E05-102 Analysis

Elastic Proton Asymmetries:

I have returned to the analysis of data at pmiss = 0, which should approx. correspond to the elastic scattering of electrons on the polarized proton target. The idea is to extract proton polarization inside 3He Nucleus. Here are my data:

1.) 2.)

Test with the MIT-Bates Data:

To double check that my code for the elastic-proton asymmetry calculation works properly, we compared the calculated values with the measurements from MIT-Bates. Here is the comparison. It seems that measured values (Crawford et al, PRL98) agree well with my calculations.

3.)

Analysis Results:

I have modified my fitting technique. Earlier I was using central parameter values for both kinematics settings. That enabled me to fit both fitting points (longitudinal and transverse point) for each setting directly to a fitting curve. See the following link. MeetingNo70.html

For the latest analysis I considered different approach. For longitudinal points, \phi* angle is a priori 0. However, for transverse points phi* is equally distributed over wide range of angles +/-40deg. I have decided to consider this in my analysis, by integrating the elastic-asymmetry formula over the whole range of angles. This has introduced a following change in the elastic-scattering formula:

cos(phi*==0) --> 0.25*(2sigma + sin(2*sigma))/(sin(sigma))

where sigma corresponds to the width of the phi* distribution. When applied to my data this modification brings 8% correction to one of the terms in the asymmetry formula (1--> 0.926).

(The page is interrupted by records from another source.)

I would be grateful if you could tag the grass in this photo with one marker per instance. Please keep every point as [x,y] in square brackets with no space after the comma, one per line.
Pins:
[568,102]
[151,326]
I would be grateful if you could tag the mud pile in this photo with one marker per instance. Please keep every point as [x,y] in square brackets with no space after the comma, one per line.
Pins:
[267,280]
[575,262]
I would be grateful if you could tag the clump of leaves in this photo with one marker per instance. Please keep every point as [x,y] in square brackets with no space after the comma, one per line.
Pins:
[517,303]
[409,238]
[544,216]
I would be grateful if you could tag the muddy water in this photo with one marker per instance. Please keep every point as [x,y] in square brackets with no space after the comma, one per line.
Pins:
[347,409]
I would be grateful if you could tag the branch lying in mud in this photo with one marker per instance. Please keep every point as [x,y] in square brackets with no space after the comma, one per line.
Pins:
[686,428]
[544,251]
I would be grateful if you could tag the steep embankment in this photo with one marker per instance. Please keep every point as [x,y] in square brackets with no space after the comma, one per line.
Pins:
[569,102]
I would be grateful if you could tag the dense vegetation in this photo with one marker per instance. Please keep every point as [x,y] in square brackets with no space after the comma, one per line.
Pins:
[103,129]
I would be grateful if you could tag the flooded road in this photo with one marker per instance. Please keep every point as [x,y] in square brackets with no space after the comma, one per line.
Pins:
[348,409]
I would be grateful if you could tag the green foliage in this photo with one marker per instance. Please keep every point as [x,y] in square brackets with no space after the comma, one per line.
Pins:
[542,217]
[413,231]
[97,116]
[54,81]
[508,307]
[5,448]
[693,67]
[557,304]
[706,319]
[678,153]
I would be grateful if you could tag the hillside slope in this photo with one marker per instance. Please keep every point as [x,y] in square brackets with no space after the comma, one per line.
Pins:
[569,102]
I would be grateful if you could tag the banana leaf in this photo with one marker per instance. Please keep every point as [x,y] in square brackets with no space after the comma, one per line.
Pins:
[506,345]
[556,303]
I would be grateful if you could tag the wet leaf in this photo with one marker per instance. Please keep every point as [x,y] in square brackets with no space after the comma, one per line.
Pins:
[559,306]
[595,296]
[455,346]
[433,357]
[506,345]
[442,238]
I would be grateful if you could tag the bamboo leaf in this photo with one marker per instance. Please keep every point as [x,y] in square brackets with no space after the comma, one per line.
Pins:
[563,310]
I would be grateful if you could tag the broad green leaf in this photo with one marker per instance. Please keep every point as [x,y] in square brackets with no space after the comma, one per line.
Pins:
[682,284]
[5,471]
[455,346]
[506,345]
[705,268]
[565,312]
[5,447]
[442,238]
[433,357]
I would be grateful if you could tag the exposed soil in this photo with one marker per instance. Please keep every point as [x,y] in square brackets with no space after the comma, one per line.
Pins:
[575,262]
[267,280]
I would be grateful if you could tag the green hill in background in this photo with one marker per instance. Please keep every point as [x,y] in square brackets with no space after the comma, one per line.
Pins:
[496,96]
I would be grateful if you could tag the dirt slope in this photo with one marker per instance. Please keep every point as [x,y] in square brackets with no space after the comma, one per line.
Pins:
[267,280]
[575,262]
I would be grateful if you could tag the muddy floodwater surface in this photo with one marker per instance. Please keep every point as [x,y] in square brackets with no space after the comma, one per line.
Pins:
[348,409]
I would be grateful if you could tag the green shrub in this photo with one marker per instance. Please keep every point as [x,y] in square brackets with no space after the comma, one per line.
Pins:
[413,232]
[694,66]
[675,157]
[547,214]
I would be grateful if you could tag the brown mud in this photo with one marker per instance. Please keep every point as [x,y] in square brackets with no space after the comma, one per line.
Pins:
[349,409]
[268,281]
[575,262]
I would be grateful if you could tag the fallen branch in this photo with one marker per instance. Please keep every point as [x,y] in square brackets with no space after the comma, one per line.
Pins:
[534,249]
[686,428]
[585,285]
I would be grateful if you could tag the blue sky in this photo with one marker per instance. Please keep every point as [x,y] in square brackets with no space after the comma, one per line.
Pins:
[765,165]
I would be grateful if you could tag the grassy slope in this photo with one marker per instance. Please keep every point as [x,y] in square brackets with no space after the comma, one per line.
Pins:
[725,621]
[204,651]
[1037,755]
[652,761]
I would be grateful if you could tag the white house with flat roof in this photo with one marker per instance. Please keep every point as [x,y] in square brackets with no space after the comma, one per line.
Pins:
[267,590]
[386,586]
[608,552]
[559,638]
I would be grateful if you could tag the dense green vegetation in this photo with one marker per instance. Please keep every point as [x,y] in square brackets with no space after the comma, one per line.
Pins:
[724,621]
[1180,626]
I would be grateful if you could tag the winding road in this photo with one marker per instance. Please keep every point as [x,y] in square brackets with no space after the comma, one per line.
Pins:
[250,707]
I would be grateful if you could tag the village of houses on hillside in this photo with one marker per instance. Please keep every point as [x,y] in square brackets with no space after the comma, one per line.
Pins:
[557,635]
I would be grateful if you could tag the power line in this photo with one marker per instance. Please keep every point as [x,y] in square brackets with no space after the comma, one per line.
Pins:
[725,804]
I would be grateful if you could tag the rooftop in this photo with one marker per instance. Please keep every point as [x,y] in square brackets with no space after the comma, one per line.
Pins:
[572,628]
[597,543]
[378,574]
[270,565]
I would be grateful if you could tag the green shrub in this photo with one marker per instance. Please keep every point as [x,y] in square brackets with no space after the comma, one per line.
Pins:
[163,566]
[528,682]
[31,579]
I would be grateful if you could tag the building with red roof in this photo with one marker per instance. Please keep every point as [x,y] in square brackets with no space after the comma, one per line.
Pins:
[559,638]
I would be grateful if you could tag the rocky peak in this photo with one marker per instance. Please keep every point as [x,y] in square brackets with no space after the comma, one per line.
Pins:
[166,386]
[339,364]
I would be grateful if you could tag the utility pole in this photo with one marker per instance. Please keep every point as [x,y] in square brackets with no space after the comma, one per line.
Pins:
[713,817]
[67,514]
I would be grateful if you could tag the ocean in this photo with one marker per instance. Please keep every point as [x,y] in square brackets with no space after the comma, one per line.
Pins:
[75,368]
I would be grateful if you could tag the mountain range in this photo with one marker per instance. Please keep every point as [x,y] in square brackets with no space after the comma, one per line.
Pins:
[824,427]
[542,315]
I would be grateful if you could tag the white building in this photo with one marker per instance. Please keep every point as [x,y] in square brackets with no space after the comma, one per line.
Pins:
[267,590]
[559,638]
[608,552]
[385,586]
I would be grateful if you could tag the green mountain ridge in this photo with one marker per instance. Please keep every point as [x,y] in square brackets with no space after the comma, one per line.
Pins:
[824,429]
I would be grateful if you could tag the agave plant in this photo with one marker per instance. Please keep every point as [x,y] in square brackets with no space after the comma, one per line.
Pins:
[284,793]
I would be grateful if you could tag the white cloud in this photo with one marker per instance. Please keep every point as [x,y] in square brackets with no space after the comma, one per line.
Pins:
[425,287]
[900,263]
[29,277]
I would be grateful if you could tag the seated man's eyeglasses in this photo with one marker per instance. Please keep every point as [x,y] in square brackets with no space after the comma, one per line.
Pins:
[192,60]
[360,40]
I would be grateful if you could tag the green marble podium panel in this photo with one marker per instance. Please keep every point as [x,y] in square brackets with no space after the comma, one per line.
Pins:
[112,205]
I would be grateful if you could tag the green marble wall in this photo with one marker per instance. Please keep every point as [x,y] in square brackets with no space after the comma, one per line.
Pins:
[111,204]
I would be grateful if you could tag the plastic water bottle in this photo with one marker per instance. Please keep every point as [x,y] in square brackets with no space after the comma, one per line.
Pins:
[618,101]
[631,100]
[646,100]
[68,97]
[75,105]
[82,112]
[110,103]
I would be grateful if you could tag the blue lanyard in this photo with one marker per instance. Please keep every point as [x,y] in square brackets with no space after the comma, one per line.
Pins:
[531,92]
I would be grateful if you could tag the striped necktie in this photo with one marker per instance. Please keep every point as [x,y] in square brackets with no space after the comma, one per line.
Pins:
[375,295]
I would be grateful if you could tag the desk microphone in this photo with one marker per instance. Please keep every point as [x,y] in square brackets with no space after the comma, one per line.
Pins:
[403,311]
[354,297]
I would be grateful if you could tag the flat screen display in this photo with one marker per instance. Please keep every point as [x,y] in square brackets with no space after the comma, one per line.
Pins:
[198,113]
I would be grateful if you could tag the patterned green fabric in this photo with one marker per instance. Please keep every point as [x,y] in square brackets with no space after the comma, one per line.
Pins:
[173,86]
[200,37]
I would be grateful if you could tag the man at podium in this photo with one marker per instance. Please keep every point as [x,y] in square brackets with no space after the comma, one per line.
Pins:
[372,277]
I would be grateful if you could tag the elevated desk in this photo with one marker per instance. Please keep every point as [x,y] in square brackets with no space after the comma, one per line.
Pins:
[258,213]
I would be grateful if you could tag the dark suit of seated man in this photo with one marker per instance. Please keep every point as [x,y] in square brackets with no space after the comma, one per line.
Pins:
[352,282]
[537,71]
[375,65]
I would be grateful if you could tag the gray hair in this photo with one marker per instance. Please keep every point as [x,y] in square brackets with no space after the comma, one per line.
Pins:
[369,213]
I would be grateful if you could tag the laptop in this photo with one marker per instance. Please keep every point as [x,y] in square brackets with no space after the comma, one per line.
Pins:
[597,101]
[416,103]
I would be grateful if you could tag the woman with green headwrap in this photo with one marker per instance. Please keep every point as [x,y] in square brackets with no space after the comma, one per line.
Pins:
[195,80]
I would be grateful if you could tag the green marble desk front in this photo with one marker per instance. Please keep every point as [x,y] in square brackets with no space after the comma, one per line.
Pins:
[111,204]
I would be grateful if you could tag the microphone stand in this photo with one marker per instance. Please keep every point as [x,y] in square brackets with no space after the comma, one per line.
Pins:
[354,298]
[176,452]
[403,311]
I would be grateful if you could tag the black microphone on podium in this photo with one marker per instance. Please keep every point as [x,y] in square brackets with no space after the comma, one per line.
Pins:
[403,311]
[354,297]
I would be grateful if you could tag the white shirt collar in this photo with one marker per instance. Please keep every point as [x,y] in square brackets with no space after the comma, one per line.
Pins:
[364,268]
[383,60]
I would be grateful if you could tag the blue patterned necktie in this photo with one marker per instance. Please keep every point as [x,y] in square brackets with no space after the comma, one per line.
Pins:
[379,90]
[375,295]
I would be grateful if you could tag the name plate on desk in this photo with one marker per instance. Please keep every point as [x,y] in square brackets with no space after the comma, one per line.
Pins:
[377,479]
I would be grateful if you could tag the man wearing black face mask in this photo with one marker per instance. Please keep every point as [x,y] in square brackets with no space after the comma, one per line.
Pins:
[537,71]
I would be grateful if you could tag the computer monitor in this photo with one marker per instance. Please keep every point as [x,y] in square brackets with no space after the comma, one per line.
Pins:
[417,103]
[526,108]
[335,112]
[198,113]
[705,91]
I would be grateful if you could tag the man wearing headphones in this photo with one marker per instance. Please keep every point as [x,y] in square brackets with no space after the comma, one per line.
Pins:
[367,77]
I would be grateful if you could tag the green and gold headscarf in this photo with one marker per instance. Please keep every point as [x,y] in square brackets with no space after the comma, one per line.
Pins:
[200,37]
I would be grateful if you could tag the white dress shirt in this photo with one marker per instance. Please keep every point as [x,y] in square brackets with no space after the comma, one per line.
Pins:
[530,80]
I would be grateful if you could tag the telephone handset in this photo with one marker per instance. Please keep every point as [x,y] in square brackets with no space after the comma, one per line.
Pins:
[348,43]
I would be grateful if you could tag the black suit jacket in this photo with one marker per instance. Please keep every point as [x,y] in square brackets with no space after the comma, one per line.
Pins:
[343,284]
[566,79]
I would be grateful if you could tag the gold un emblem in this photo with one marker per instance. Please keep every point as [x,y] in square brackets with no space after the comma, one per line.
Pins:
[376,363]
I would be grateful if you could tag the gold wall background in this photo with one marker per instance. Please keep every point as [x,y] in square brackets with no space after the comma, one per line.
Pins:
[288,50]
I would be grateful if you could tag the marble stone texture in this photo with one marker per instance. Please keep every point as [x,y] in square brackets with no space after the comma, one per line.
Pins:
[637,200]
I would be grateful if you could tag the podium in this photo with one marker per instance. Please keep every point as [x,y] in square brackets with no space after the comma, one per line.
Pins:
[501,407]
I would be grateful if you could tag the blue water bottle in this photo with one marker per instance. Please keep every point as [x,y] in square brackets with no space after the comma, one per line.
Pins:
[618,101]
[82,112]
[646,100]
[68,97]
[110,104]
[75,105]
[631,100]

Because of this modification in the analysis, I was not able to fit my data points directly to the curve, but had to used point to point comparison. I also decided to analyze all 4 points (2x2) together and find a common polarization parameter. Here are my results:

4.)

Error-bars shown correspond to the statistical errors of each measured points. The 2nd and 4th point (transverse points) have larger error-bars due to smaller absolute value of the asymmetry.

My analysis was primarily done in root. However to double check, I also did it in Mathematica: ProtonElasticAsymmetryDecember.pdf

As before we got a fitting parameter approx. 0.2, which means, that in the given conditions means 20% proton polarization in the 3He. Now we are in a search of a toy model, that would explain this kind of behavior.

NIKHEF Comparison:

As additional test I used my approach on NIKHEF Deuterium data. Here the same approach applies. In the low missing-momentum region this asymmetry should directly correspond to the elastic proton asymmetry (100% polarization).

6.)

Measured values are: Q**2 = -0.21(GeV/c)**2, thetaBB=40deg, theta* = 90deg. phi* = 0, Asymmetry ~ -0.27.

Calculated asymmetry = -0.32, which deviates approx. 14% from the measured value.